Now if they do it right and only embed some bare JS interpreter, it's still way harder to audit than these < 900 lines, for which it is quite easy to convince oneself that the interpreted script cannot do much.
Having full control like this +simple code is probably lower risk and more maintainable, even if there's the challenge of expanding feature set if scripts change.
The alternative would be a console js shell, but those are very different from browsers so that poses it's own challenges.

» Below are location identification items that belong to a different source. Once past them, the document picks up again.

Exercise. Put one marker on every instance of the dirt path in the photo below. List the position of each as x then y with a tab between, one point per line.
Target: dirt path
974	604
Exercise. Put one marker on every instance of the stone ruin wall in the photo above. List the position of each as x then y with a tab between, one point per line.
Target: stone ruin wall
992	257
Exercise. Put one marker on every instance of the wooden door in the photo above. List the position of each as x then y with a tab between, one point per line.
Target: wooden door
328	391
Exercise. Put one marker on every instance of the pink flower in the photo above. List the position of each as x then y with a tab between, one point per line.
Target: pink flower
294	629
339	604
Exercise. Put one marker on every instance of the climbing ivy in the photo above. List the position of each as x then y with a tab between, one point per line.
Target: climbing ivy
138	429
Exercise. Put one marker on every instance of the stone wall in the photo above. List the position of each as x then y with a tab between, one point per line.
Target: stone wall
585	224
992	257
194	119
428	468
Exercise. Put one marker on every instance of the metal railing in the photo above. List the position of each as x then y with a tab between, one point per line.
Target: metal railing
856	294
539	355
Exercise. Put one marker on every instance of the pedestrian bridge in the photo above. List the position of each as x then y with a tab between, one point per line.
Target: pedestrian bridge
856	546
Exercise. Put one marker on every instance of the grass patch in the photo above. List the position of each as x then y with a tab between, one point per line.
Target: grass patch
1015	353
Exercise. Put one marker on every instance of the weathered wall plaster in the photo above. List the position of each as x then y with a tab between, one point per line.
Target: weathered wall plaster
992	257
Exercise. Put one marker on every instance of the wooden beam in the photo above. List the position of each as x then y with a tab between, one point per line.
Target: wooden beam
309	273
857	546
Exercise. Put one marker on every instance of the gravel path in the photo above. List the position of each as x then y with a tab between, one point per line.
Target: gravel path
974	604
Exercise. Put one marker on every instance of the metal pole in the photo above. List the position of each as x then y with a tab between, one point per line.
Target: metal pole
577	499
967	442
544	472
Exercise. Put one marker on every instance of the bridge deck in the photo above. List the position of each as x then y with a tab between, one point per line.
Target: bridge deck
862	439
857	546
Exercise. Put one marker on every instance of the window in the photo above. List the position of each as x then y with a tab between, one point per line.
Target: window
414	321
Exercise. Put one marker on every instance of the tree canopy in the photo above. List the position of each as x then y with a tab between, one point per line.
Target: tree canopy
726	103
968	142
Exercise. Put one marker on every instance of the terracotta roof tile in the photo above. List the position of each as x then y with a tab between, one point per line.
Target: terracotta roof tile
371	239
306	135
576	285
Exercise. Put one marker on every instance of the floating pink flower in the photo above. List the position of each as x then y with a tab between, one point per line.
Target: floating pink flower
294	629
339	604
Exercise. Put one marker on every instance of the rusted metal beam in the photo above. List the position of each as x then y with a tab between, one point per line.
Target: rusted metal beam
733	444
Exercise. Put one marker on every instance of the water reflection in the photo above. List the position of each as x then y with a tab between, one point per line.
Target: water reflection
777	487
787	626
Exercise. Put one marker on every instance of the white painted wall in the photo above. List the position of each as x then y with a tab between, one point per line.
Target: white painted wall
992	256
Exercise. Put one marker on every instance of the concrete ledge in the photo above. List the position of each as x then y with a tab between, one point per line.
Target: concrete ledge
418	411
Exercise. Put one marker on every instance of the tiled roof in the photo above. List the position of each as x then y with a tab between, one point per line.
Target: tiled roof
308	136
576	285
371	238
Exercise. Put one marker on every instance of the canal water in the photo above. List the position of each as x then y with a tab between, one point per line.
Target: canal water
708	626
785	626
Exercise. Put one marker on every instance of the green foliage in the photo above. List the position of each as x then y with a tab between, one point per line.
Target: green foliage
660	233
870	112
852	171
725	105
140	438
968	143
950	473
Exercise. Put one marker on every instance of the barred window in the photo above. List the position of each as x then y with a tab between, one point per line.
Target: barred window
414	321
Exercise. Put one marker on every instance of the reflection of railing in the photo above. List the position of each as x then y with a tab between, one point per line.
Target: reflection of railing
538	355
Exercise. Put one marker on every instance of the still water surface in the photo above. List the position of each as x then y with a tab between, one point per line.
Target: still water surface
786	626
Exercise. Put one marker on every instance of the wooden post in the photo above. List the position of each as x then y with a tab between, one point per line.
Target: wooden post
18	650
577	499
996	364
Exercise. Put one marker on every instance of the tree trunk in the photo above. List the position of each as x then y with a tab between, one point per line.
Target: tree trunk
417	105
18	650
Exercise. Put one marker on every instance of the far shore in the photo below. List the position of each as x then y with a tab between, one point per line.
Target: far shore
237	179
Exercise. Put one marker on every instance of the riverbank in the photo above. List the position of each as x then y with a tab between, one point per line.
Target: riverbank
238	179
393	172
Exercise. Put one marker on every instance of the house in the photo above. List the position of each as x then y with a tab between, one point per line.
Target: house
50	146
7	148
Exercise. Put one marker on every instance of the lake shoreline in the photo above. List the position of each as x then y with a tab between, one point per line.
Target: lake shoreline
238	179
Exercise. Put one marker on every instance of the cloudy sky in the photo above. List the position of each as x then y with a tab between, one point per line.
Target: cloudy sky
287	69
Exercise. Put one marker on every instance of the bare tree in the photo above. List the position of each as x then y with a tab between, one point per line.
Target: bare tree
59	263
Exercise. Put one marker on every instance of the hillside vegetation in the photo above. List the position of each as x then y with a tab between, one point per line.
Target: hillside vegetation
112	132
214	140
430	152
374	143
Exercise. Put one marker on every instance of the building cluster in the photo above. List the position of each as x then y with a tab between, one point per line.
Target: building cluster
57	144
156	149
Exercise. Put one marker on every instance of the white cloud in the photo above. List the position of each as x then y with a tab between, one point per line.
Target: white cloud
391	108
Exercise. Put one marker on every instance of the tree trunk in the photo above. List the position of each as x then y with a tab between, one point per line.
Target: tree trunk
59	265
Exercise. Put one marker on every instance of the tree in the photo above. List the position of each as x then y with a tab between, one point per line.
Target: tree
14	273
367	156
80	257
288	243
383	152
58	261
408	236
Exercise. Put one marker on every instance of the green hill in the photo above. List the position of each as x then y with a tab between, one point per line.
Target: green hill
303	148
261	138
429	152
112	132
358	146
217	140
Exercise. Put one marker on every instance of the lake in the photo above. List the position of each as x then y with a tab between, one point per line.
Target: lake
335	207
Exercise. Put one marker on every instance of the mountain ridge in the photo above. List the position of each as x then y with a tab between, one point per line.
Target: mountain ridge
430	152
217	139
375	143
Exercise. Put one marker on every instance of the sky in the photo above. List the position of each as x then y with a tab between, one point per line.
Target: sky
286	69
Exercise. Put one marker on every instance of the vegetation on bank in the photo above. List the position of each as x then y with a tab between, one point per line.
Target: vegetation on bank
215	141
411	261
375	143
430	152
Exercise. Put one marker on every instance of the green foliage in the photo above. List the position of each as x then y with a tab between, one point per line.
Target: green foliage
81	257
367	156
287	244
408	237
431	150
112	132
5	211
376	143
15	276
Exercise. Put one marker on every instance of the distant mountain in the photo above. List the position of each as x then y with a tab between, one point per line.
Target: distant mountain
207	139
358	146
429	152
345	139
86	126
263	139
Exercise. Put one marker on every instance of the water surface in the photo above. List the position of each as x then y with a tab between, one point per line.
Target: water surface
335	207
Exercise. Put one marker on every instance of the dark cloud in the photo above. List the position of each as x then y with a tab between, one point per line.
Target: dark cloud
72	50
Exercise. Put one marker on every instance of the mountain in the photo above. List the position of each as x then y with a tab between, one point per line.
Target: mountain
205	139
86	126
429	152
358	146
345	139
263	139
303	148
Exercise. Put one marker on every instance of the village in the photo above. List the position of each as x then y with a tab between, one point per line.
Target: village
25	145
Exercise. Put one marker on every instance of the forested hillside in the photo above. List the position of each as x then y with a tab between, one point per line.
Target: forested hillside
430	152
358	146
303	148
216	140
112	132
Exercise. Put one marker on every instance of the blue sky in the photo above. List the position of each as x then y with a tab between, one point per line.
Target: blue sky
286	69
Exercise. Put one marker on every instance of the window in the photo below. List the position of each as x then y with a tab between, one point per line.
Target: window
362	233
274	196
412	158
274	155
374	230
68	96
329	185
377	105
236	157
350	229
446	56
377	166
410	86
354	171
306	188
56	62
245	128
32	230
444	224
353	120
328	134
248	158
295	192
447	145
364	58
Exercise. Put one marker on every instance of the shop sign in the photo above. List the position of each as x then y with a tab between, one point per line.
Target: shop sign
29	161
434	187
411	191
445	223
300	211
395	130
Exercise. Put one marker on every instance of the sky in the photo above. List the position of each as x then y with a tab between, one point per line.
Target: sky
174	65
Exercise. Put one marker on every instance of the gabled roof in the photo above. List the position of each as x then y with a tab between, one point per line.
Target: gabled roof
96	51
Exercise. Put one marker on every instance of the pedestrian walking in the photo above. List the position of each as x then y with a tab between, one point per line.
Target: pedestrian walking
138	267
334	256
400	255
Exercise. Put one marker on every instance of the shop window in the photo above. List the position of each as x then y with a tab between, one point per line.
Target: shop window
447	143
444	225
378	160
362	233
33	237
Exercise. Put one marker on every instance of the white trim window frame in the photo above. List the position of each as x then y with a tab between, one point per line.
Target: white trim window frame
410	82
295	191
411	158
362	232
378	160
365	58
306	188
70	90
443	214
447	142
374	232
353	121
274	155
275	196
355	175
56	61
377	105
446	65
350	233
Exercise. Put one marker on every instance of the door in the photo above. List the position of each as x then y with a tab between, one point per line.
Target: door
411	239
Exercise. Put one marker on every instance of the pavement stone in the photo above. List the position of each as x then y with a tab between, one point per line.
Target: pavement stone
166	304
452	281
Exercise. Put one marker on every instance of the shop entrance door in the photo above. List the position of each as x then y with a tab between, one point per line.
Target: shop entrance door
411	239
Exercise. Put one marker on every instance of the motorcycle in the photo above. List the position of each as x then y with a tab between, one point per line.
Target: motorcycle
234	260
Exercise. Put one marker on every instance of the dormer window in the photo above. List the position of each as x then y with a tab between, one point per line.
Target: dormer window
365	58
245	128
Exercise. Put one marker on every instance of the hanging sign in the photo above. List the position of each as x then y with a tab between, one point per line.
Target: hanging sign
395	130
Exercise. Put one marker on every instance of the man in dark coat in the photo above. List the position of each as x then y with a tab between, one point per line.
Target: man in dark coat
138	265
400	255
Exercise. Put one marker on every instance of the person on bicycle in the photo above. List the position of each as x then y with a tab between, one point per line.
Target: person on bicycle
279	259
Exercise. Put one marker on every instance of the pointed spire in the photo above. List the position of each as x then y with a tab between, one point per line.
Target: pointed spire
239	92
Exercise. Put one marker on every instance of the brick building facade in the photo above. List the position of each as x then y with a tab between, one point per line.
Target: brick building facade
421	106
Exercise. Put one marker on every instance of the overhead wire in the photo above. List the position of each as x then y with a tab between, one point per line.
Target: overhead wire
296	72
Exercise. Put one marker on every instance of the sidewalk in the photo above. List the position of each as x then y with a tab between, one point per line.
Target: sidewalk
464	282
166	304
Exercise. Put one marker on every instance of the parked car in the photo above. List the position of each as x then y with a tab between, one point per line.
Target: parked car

https://github.com/PetterS/quickjs
https://github.com/stefano/pyduktape
https://github.com/amol-/dukpy
I can't speak to the quality of those bindings, but they do seem maintained.
Cue libv8-node+mini_racer from which PyMiniRacer was born. It is non-trivial but not as hard as one might think.
The most painful part is the libv8 build system and Google-centric tooling (depot tools!), which makes it an absolute PITA for libv8 consumers that are not Google/Chrome.
This is why the libv8 gem was atrocious to keep up to date and to build for several platforms, and why libv8-node was born, because the node build system and source distribution are actually sane (props to their relentless work on which we piggyback on)
Disclaimer: worked at Sqreen, now maintainer of libv8-node and collaborator of mini_racer
https://github.com/sqreen/PyMiniRacer
Another option is to use node, but it also has weird limitations/behaviors when running code.